A short time ago I wrote a report on the proposed “European platform to enhance

EU cooperation in the prevention and deterrence of undeclared work”, which the Commission wants to set up with the aim of improving the way in which inspectorates in different member states work together and within which the European Parliament may also be represented. I wrote in my report that a MEP, or some other representative of the EP, ought to be there on our behalf. This provoked a storm of protest from the Internal Market Committee’s officials, whose opinion was that I should not have written any such thing. Members could absolutely not represent the Parliament and I would certainly be hearing from Legal Services (also, of course, made up of officials). I couldn’t understand this at all, and pointed out that the EP president represents us at the European Council and asking whether he isn’t after all a MEP? Yes, came the reply, but that was an exception, and normally it was officials who performed this function on the Commission’s countless advisory bodies. To cut a long story short, my proposal was accepted, and Legal Services lodged no official protest. And so the power of the service involved, but only of that service, was very slightly restricted.

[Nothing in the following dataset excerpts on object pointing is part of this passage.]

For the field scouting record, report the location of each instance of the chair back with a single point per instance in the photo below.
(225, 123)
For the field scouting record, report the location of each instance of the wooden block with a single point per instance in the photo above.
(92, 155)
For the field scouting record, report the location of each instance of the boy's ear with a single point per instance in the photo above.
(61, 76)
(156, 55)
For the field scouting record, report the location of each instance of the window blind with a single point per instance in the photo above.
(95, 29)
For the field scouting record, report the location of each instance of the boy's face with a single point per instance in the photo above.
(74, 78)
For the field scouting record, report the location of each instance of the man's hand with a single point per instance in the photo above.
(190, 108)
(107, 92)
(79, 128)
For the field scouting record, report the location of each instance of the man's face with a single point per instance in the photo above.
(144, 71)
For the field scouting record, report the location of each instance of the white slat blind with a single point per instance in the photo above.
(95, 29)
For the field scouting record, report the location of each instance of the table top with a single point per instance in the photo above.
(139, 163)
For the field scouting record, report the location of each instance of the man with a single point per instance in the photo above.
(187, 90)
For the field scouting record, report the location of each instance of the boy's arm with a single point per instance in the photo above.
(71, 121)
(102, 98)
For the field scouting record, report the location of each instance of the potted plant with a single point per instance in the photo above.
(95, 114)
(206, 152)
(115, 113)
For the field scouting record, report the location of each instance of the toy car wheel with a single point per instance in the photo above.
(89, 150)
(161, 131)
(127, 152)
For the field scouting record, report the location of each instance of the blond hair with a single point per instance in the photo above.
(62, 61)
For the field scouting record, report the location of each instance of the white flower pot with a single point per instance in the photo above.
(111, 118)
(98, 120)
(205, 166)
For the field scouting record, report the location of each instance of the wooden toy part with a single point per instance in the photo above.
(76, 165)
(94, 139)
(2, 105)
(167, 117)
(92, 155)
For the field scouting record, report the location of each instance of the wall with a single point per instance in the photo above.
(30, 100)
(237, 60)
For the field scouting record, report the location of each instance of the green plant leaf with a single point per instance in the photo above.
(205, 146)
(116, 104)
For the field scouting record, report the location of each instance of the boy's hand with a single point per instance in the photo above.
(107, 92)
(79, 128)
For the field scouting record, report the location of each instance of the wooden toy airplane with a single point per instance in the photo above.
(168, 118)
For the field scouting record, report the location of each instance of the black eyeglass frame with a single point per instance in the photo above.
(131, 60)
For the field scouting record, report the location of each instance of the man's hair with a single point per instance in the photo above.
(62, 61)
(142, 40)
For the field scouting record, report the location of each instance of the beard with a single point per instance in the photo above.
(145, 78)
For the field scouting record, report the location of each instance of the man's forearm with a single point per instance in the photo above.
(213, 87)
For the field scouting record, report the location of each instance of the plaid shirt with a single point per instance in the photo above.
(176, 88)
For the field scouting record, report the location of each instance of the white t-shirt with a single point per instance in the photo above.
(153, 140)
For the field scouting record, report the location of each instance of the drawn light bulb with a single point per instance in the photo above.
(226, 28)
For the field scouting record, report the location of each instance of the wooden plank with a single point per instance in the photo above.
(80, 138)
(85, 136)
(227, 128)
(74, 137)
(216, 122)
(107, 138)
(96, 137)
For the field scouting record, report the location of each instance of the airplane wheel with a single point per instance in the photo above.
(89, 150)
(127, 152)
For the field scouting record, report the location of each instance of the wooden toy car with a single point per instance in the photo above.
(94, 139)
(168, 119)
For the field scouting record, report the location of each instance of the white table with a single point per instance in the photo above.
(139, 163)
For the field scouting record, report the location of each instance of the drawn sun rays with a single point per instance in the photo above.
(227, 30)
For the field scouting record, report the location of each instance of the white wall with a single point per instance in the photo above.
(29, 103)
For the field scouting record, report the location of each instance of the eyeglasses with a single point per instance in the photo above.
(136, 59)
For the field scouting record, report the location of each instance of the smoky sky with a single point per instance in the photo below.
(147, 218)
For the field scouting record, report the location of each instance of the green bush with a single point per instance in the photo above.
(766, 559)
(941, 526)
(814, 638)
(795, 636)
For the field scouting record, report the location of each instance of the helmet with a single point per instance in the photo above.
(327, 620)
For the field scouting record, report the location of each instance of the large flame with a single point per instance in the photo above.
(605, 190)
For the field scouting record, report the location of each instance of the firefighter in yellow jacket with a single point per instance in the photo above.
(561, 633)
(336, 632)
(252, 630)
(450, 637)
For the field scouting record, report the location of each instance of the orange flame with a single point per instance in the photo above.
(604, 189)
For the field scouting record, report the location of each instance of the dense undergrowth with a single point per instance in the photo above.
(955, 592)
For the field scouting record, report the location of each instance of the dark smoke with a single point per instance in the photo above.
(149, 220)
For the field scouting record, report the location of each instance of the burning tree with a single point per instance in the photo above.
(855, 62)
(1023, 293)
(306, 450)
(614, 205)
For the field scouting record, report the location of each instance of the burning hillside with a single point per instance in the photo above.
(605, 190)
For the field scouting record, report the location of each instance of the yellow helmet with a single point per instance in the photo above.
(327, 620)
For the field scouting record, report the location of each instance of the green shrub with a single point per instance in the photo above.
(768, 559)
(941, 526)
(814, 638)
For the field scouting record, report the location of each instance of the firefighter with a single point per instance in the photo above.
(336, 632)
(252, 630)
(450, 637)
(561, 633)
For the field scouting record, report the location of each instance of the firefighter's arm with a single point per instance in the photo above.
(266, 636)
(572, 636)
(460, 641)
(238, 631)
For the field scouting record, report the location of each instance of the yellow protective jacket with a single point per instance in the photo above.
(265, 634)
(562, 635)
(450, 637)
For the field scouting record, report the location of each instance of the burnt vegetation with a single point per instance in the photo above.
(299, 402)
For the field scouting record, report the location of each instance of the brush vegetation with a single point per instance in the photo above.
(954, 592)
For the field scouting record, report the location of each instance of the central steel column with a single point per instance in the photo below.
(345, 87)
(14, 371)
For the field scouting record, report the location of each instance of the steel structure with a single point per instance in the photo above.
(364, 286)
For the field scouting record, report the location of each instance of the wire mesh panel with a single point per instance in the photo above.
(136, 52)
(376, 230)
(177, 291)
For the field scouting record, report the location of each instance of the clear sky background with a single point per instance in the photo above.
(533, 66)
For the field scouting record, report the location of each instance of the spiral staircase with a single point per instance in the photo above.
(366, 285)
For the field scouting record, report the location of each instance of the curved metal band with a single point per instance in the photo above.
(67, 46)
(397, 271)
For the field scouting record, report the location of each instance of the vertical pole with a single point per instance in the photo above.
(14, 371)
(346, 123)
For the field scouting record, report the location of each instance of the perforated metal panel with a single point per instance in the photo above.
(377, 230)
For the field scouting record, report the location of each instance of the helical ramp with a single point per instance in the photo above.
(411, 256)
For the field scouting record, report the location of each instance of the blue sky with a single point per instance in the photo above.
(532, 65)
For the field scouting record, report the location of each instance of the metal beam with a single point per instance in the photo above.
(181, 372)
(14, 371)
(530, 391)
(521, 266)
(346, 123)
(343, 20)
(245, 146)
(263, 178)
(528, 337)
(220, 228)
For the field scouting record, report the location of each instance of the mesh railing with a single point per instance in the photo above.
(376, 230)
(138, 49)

One final example: as things stand it takes three weeks for officials (!) to look into whether written questions which a MEP wants to put to the Commission or the Council are unsuitable. They almost always have something to say: the typeface is wrong, the question is one which should be put only to the Commission and not to the Council as well, or it’s too long. If you don’t agree with their advice as to how to put your text right, there follows an even longer procedure. In the meantime I always protest and almost always get my way, but the whole process has been held up, and before an answer is received so many months have passed that the entire point of the question has been lost and the procedure rendered useless.

Officials are instructed by their Secretary General, who answers to the Bureau, the group of Members elected to be a sort of praesidium. Members of this Bureau invariably receive documentation late and have little time or opportunity to consult with their fellow MEPs. This has to change, and via the GUE/NGL representative on the Bureau I am going to attempt to ensure that we get things on time and that this Fourth Estate returns to performing its necessary function of providing support to the political work of elected representatives of the EU’s peoples. The EP would in that case remain a peculiar institution, but at least elected politicians would be responsible for its abuses.